Deadstring
Brothers
Sao Paulo
[Bloodshot
Records 2009]
Con un'anima divisa a metà fra Detroit, luogo di nascita nel 2003, e Londra,
città da cui proviene l'intera line up della band, fatta eccezione per
il leader Kurt Marschke, i Deadstring Brothers sono un rock'n'roll
circus (e mai il nome fu più appropriato viste certe ascendenze sonore)

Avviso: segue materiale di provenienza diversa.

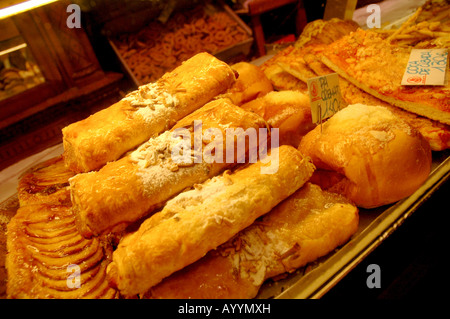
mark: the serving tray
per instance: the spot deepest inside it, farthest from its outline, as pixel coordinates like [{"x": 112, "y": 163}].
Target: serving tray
[{"x": 309, "y": 282}]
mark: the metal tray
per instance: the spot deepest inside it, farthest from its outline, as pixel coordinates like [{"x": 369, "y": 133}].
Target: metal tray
[{"x": 317, "y": 278}]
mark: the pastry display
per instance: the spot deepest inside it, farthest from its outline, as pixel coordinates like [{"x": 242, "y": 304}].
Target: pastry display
[
  {"x": 380, "y": 158},
  {"x": 45, "y": 249},
  {"x": 128, "y": 189},
  {"x": 210, "y": 179},
  {"x": 146, "y": 112},
  {"x": 288, "y": 111},
  {"x": 160, "y": 46},
  {"x": 251, "y": 84},
  {"x": 305, "y": 226},
  {"x": 376, "y": 66},
  {"x": 46, "y": 182},
  {"x": 197, "y": 221}
]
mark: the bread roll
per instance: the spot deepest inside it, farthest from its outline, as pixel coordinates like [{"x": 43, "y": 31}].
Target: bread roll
[
  {"x": 146, "y": 112},
  {"x": 307, "y": 225},
  {"x": 289, "y": 111},
  {"x": 126, "y": 190},
  {"x": 196, "y": 221},
  {"x": 46, "y": 182},
  {"x": 381, "y": 158}
]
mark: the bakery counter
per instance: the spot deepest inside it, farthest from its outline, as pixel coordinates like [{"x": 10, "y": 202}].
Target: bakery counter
[{"x": 326, "y": 277}]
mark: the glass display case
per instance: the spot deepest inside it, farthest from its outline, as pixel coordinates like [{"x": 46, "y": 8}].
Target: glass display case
[{"x": 18, "y": 68}]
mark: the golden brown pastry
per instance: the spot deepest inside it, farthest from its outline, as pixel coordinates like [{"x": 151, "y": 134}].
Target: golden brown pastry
[
  {"x": 381, "y": 158},
  {"x": 44, "y": 250},
  {"x": 436, "y": 133},
  {"x": 128, "y": 189},
  {"x": 250, "y": 84},
  {"x": 196, "y": 221},
  {"x": 46, "y": 182},
  {"x": 289, "y": 111},
  {"x": 325, "y": 31},
  {"x": 307, "y": 225},
  {"x": 153, "y": 108}
]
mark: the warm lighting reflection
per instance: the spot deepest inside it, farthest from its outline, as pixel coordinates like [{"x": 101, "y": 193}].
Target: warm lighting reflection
[{"x": 22, "y": 7}]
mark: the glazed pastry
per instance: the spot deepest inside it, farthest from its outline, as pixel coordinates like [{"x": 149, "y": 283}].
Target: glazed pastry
[
  {"x": 46, "y": 182},
  {"x": 199, "y": 220},
  {"x": 48, "y": 258},
  {"x": 307, "y": 225},
  {"x": 155, "y": 107},
  {"x": 128, "y": 189}
]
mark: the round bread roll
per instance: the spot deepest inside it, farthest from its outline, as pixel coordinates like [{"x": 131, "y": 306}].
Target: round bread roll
[
  {"x": 250, "y": 84},
  {"x": 289, "y": 111},
  {"x": 380, "y": 158}
]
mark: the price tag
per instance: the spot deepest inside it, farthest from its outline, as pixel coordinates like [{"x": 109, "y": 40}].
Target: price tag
[
  {"x": 324, "y": 96},
  {"x": 426, "y": 67}
]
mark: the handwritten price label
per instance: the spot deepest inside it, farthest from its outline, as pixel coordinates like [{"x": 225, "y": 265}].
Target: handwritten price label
[
  {"x": 426, "y": 67},
  {"x": 325, "y": 96}
]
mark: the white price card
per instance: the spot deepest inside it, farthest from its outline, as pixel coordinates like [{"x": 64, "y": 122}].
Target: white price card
[
  {"x": 324, "y": 96},
  {"x": 426, "y": 67}
]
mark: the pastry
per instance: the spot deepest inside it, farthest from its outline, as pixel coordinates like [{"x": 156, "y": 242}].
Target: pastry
[{"x": 199, "y": 220}]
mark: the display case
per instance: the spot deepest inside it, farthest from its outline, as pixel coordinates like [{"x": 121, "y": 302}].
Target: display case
[{"x": 47, "y": 71}]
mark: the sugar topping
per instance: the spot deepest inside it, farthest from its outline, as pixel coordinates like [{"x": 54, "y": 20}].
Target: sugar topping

pronto ad affrontare l'eccitazione della strada: un lungo tour inglese
questo autunno aprirà infatti il varco all'uscita, per il momento prevista
per il solo mercato europeo, di Sao Paulo, disco su Bloodshot
che soltanto con il nuovo anno apparirà sulle scene americane, trascinando
con sé nuove date. Kurt Marschke pare avere pianificato ogni cosa nel
minimo dettaglio, e in attesa che il gruppo prenda confidenza con il repertorio
si è inventato un diversivo: si, perché al quarto giro di boa l'impressione
è che i dischi dei Deadstring Brothers siano soltanto un'altra scusa per
mandare avanti il circo di cui sopra. Nel caso specifico si tratta di
impercettibili svolte dentro un sentiero che fin dagli esordi ha sempre
avuto come punto di riferimento l'opera degli Stones più straccioni degli
anni 70 (Exile come bibbia sul comodino, ma anche i Faces come stretti
parenti e magari Gram Parsons quale musa ideale nei momenti di romanticismo
Americana).
Sao Paulo, pur con tutte gli accorgimenti del caso, una evidente rozzezza
di fondo che esalta il suono in presa diretta e la dimensione live della
band, è semplicemente un discorso ripreso là dove Straving Winter Report
e Silver Mountain si erano interrotti. L'originalità resta al grado zero,
si sarà capito, anche se qualcuno si farà certamente trascinare dalla
grondande e accalorata fisicità delle chitarre in Smile,
Houston e The
River Song; così come da una voce, quella di Marschke, che
fa il verso a Mick Jagger rendendosi a seconda delle esigenze bluesy e
dissoluta (la title track introdotta da una slide in odore di profondo
e misterioso Delta), oppure ubriaca e infervorata di aromi campagnoli
(Adalee, Yesterday's
Style), in tutta la sua imprecisione. E la band in tutto questo
suona maledettamente indolente, con piano e organo di Pat Kenneally a
fornire le coordinate di un rock settantesco (la drammatica The
Same Old Rule) che per certi brutti ceffi non vorrebbe mai
tramontare, mentre pedal e lap steel di Spencer Cullum (il fratello Jeff
si occupa del basso) sono l'indispensabile contrappunto roots di una formazione
che per qualcuno poteva anche rientrare nella solita accozzaglia alternative
country.
In realtà Kurt Marschke si è fatto le ossa a Detroit, città che
di orizzonti country non sa che farsene, e dopo avere diviso il palco
con Drive By truckers, My Morning Jacket e Shooter Jennings deve avere
optato saggiamente per il volto "outlaw" del movimento. In Sao Paulo qualche
cedimento di cuore gli è concesso (il duetto in Always
a Friend of Mine) come spetta a tutti i romantici fuorilegge,
ma alla fine la sua percezione del rock'n'roll resta sempre la stessa:
un guaio più che un vantaggio, ma si difendono con onore. (Fabio Cerbone)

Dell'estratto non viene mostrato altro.